The Grand Army of the Republic (GAR) was a fraternal organization composed of veterans of the Union Army, U.S. Navy, U.S. Marines and U.S. Revenue Cutter Service who served in the American Civil War. Founded on April 6, 1866 in Springfield, Illinois on the principles of "Fraternity, Charity and Loyalty" by Benjamin F. Stephenson, it was dissolved in 1956 when its last member died.

Linking men through their experience of the war, the GAR became among the first organized advocacy group in American politics, supporting voting rights for black veterans, lobbying the US Congress to establish veterans' pensions, and supporting Republican political candidates. Its peak membership, at more than 400,000, was in 1890.  It was succeeded by the Sons of Union Veterans of the Civil War (SUVCW), composed of male descendants of Union veterans.

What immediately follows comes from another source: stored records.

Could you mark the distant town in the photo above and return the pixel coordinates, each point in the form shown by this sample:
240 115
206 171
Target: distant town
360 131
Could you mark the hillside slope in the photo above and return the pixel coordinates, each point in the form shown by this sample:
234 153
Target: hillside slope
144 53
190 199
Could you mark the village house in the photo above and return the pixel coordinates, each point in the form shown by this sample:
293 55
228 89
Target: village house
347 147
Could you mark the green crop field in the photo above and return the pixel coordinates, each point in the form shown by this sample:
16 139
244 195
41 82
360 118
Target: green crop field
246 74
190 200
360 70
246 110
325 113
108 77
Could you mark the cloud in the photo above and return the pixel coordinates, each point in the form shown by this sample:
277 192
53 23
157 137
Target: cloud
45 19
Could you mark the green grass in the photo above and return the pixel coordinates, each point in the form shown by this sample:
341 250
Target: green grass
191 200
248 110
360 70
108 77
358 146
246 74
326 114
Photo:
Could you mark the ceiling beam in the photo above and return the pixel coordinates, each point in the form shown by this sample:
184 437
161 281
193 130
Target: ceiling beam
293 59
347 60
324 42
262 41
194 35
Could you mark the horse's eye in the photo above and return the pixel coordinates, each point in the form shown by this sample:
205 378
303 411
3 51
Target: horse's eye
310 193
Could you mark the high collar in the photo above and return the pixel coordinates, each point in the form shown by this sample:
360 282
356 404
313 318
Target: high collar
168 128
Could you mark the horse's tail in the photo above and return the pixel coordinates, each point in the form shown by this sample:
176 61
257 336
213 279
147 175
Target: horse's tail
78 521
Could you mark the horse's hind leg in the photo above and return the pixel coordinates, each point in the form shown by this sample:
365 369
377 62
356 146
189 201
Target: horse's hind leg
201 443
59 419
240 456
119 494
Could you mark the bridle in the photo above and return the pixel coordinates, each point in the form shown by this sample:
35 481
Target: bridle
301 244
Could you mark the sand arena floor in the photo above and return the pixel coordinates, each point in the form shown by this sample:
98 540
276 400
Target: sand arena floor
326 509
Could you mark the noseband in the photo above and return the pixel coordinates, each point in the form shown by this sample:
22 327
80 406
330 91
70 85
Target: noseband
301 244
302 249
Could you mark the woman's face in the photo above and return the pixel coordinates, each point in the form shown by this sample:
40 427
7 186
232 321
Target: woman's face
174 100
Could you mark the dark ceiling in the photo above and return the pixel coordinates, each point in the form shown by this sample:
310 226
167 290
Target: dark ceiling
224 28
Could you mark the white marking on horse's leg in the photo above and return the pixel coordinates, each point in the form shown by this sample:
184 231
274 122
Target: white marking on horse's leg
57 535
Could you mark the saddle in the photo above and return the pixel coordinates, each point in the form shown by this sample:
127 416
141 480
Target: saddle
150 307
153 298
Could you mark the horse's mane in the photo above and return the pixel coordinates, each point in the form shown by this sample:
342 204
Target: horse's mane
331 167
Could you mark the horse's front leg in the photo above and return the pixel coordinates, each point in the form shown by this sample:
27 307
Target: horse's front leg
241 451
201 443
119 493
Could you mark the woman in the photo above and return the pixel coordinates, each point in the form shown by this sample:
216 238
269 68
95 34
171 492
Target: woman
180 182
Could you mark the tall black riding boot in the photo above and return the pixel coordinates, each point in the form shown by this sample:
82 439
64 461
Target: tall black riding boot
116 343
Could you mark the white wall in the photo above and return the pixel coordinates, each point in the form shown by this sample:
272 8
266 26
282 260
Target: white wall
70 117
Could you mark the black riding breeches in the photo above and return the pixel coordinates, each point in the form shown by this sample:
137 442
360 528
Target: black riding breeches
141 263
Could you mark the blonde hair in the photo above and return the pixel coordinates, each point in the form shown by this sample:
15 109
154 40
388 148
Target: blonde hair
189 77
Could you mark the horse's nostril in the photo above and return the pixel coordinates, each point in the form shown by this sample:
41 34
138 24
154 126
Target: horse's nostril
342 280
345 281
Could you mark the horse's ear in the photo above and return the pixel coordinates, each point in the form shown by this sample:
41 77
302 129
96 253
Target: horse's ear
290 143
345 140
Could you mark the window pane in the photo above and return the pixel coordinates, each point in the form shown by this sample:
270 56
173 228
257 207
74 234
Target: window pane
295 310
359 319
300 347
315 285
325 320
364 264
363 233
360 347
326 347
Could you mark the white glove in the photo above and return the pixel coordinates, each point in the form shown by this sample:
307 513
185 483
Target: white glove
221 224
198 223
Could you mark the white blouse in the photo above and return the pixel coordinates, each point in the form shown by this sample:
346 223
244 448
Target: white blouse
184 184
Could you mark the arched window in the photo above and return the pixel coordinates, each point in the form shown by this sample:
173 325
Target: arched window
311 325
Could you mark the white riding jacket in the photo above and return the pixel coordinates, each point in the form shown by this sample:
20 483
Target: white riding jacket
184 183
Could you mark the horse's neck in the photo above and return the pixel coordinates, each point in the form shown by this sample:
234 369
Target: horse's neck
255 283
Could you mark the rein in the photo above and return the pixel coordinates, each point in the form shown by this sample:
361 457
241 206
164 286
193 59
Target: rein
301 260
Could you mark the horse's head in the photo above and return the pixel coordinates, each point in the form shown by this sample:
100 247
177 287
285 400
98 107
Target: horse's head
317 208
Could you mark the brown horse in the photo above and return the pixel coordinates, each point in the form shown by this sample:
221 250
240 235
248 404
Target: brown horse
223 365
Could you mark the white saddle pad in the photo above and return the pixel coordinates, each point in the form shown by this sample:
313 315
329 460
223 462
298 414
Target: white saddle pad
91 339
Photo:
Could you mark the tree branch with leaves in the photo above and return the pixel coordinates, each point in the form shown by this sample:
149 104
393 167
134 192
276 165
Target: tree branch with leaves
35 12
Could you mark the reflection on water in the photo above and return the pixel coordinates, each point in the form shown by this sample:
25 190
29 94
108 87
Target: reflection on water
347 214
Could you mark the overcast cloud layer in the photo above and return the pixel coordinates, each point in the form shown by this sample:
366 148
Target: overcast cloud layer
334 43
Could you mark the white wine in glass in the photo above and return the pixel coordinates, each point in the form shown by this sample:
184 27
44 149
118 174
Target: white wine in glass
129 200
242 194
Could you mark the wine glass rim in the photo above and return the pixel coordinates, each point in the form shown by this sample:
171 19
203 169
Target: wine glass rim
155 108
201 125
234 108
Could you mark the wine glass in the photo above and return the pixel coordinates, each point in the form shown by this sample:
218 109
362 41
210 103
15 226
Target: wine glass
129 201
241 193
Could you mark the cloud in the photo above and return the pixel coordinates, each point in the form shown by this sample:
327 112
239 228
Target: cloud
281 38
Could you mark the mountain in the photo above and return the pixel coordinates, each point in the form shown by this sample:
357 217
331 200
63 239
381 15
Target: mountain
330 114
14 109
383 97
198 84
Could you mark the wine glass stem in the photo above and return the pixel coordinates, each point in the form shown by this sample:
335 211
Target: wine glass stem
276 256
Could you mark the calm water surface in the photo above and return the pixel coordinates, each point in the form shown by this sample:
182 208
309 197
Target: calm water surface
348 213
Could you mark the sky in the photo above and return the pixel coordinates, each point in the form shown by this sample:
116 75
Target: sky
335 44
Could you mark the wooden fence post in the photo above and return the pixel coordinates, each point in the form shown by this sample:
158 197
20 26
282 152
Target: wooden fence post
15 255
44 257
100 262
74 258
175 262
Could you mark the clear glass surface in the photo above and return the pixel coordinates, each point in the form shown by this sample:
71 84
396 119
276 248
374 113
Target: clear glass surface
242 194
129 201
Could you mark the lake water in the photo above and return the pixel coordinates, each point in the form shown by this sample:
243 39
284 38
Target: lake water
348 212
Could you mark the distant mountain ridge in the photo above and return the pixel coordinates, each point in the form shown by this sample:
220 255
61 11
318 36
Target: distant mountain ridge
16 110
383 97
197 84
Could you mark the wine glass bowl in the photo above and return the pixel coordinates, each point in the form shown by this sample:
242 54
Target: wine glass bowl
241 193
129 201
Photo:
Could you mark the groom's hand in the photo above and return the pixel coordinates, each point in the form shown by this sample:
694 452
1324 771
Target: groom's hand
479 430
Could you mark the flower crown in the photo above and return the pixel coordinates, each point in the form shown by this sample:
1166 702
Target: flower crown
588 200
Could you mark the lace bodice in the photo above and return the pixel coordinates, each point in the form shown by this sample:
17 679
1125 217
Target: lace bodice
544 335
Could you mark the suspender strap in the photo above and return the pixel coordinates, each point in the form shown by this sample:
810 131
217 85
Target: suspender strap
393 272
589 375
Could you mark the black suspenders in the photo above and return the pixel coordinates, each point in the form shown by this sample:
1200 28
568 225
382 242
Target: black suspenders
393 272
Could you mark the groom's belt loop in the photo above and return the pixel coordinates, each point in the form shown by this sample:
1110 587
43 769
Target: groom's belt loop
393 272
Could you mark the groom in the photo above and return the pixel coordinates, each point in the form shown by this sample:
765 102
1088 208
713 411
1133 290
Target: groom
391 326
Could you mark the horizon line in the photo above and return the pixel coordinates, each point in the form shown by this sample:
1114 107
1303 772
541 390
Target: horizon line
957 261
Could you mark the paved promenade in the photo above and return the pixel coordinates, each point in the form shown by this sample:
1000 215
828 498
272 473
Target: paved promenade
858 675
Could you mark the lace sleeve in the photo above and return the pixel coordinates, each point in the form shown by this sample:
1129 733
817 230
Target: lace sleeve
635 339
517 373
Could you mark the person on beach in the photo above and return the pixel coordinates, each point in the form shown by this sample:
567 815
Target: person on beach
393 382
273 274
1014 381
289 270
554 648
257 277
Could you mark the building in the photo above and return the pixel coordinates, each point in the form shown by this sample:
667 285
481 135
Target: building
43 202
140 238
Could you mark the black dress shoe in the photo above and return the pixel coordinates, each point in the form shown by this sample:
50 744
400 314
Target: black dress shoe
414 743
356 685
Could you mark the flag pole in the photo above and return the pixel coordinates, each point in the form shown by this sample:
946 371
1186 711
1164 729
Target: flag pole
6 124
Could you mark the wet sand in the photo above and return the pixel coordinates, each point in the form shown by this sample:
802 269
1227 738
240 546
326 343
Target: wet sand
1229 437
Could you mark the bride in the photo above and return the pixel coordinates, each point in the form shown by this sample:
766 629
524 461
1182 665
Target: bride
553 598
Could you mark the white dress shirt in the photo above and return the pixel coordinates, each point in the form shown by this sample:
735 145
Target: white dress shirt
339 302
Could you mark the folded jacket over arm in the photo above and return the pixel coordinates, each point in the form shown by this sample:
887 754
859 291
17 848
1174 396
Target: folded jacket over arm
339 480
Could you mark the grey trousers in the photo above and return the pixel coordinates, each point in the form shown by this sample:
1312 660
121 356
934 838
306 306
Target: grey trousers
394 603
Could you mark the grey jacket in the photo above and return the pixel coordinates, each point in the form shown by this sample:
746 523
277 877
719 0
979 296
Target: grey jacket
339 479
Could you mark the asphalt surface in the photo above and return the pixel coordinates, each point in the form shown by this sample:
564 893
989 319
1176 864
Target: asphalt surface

The GAR initially grew and prospered as a de facto political arm of the Republican Party during the heated political contests of the Reconstruction era. The commemoration of Union veterans, black and white, immediately became entwined with partisan politics. When the Republican Party's commitment to reform in the South gradually decreased, the GAR's mission became ill-defined and the organization floundered. The GAR almost disappeared in the early 1870s, and many divisions ceased to exist.

In the 1880s, the organization revived under new leadership that provided a platform for renewed growth, by advocating federal pensions for veterans. As the organization revived, black veterans joined in significant numbers and organized local posts. The national organization, however, failed to press the case for pensions for black soldiers. Most black troops never received any pension or remuneration for wounds incurred during their service.

The GAR was organized into "Departments" at the state level and "Posts" at the community level, and military-style uniforms were worn by its members. There were posts in every state in the U.S., and several posts overseas.

Commanders-in-Chief were elected by the membership at the National Encampments for one year terms.  Several Commanders-in-Chief were re-elected for additional terms.